В такой ледяной пустоте измена рождается как шепот отчаяния, как поиск не тела, а родственной души, способной услышать ту самую мелодию, которую партнер отказывается слушать. Это трагедия двух одиноких кораблей, так и не сумевших стать друг для друга гаванью.

И, конечно, существует соблазн древний, как сам мир, – гедонистический порыв, лишенный трагического флера. В эпоху, культивирующую наслаждение как высшую ценность, верность для некоторых становится не добродетелью, а скучным анахронизмом. Это философия коллекционера ощущений, для которого главный грех не само искушение, а добровольный отказ от него.

В конечном счете, измена – это всегда симптом, а не сама болезнь. Это горький плод, взращенный на почве невысказанных слов, неуслышанных мольб и угасшей бережности. Это безмолвный крик души, задыхающейся в пустоте, которую она не смогла заполнить вместе с тем, кто был рядом. И пока два сердца не научатся вновь и вновь находить друг друга в водовороте дней, тень этого выбора будет вечно стоять за плечом, напоминая, что любовь – это не данность, а вечный труд, требующий смелости быть уязвимым и мудрости – быть внимательным.

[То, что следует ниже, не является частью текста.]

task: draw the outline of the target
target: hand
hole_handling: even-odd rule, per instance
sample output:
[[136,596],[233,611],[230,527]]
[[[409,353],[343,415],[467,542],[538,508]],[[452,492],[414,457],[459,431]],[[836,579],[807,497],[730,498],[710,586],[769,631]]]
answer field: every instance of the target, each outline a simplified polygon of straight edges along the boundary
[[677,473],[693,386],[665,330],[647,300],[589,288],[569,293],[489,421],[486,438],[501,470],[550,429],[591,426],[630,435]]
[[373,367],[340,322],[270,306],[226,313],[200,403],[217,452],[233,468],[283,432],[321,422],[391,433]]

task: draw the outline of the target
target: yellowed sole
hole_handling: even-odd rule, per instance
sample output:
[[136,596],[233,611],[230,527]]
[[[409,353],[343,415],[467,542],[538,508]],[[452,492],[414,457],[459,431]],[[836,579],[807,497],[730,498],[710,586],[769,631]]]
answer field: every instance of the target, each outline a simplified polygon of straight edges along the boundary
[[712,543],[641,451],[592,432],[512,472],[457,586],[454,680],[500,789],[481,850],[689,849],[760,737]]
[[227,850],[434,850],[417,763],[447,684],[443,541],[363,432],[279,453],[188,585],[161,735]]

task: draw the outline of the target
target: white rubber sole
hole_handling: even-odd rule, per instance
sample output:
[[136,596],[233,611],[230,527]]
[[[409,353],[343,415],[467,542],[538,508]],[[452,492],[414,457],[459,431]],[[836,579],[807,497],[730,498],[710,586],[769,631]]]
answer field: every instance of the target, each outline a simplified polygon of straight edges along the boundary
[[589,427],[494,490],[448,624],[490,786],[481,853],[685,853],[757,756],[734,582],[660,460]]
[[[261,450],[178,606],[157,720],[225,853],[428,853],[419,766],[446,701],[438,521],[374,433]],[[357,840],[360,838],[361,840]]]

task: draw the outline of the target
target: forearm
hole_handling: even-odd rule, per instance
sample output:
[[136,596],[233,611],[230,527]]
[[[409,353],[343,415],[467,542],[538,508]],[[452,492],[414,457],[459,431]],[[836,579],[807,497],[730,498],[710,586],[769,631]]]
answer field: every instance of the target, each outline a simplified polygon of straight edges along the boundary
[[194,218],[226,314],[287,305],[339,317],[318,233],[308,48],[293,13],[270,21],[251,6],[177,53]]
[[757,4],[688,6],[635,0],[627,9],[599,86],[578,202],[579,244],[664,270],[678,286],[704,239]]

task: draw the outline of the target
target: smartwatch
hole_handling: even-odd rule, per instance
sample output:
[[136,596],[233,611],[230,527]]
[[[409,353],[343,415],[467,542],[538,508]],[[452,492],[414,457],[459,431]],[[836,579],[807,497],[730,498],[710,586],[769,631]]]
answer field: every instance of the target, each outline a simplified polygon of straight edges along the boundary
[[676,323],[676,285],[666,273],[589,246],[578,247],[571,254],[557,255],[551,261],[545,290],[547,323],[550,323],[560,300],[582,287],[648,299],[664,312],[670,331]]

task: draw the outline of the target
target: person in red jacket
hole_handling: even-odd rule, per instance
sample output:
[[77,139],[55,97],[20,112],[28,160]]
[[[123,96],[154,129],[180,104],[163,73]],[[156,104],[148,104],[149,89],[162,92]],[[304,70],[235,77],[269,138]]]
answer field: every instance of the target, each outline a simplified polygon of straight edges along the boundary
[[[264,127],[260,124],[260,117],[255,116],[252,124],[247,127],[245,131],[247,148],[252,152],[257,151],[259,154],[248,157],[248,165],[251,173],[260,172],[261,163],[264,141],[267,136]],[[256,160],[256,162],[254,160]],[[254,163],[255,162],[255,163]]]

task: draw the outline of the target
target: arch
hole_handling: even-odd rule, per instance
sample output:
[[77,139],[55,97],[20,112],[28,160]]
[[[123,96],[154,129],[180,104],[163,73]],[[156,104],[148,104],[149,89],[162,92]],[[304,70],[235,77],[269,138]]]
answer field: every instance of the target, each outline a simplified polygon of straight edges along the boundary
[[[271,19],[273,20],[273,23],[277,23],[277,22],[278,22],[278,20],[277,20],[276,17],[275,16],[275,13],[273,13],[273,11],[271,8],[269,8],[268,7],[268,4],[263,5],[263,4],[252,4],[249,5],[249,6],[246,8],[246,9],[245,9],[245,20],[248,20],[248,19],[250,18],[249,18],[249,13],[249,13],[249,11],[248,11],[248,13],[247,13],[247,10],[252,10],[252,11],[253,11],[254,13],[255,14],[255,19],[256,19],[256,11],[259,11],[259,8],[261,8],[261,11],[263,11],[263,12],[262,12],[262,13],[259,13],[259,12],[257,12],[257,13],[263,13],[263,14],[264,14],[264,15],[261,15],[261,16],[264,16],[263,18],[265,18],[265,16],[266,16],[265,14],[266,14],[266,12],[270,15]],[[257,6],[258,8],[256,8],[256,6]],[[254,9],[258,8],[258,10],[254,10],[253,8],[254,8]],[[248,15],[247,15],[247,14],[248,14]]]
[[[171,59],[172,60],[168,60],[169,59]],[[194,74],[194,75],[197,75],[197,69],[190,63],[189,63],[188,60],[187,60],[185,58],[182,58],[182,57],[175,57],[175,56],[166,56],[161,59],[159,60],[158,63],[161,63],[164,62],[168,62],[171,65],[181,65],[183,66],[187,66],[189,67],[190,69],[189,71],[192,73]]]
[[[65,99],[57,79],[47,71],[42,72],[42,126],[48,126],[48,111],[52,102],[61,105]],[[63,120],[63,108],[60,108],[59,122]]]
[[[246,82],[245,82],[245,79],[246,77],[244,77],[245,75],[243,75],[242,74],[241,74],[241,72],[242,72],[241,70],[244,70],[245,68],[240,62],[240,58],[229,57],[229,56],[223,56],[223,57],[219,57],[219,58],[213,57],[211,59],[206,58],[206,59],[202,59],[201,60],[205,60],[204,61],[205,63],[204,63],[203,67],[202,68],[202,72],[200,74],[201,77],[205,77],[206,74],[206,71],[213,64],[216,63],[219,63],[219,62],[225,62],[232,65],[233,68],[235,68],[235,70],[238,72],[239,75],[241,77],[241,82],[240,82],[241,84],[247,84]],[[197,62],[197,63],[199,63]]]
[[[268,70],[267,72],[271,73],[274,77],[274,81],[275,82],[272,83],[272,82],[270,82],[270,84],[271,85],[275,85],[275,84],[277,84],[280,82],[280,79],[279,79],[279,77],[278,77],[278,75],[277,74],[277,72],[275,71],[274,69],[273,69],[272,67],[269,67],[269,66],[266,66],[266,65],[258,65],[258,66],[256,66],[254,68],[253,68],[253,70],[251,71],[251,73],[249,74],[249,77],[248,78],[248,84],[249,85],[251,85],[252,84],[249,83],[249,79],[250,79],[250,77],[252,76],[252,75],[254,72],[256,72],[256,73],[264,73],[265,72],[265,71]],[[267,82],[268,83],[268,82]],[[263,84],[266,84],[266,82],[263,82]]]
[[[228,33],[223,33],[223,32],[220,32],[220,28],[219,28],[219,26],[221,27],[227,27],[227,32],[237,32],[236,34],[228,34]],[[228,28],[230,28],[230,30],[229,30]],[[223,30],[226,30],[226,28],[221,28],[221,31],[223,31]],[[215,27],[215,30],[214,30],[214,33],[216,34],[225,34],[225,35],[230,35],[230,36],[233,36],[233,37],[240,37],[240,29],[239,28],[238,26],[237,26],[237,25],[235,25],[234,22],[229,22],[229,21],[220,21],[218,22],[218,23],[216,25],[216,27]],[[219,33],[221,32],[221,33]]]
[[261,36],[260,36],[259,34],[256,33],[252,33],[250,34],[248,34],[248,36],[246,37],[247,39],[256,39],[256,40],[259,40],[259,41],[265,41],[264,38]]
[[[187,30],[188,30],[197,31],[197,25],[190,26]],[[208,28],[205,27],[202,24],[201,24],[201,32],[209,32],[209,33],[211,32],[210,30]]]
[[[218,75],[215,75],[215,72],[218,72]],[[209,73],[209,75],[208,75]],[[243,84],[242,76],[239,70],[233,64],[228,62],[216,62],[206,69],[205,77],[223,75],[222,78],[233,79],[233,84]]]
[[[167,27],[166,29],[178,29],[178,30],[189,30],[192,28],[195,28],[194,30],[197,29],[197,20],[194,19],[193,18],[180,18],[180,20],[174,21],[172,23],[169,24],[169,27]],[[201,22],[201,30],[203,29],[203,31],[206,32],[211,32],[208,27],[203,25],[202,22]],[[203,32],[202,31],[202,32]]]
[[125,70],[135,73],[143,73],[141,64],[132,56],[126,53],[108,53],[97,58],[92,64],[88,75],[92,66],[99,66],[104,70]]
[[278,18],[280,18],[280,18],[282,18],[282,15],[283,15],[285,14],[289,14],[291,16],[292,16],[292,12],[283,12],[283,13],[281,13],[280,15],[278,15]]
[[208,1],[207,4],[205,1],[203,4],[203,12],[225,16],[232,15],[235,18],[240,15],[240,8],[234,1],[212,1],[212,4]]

Но Джошуа не искал оправданий в тонких материях души. Для него не существовало этой сложной музыки чувств. Лишь оглушительная тишина внутри, которую он пытался заглушить чужим дыханием. И потому он собственноручно решил все сломать. Не из трагического порыва, не из жажды жизни, а из трусливого бегства от необходимости заглянуть в ту пустоту, что зияла между ним и тем, кто когда-то был ему ближе всех. Он разорвал чужую, когда-то родственную, душу голыми руками, прикрывая свой побег ложью, которая казалась ему изящным решением.

И он оставил ее. Оставил с открытыми ранами разлагаться в одиночестве, словно бросил на произвол судьбы существо, чье доверие он взял и не сберег.

Он думал, что строит себе новую жизнь на обломках старой, не понимая, что первый и главный обвал произошел внутри него самого. И пока он прятался в чужих объятиях, пытаясь согреться чужим огнем, ее душа, преданная и отравленная, медленно угасала в холодном вакууме его молчания.

Он не был трагическим героем, сражающимся с судьбой, – лишь мародером, ограбившим собственное сердце и бросившим его сокровища на растерзание. И эта рана, которую он нанес, возможно, никогда не затянется, превратившись в вечное напоминание о том, что некоторые разрушения не имеют обратного хода, а некоторые пустоты так и остаются пустотами, даже если заполнить их обломками чужих судеб.

***

Сумерки за окном сгущались, наползая тягучей, свинцовой мутью и стирая границы между днем и ночью. Вольф сидел застывший в кресле, и только слабый скрип старого дерева под его весом выдавал присутствие жизни. Перед ним, на грубом столе, лежала карта Блэкстона – лабиринт из улиц и переулков, испещренный нервными, как шрамы, пометками. В углу комнаты, на замызганном столике, дымилась кружка с кофе; горьковатый, обжигающий воздух висел в безмолвии тягучими облаками.

Он взял телефон. Тяжелый, холодный. Пальцы, помнящие каждую впадину корпуса, набрали номер сами собой, будто совершая давно заученный ритуал.

В трубке что-то щелкнуло, захрипело, и затем донесся голос Санчеса – не просто уставший, а выдохшийся, пропахший потом и бессонницей. В фоне, словно отголосок другого, суетливого мира, стоял гул офисной суеты и сухой, безостановочный стук клавиатуры, похожий на стрекот механических цикад.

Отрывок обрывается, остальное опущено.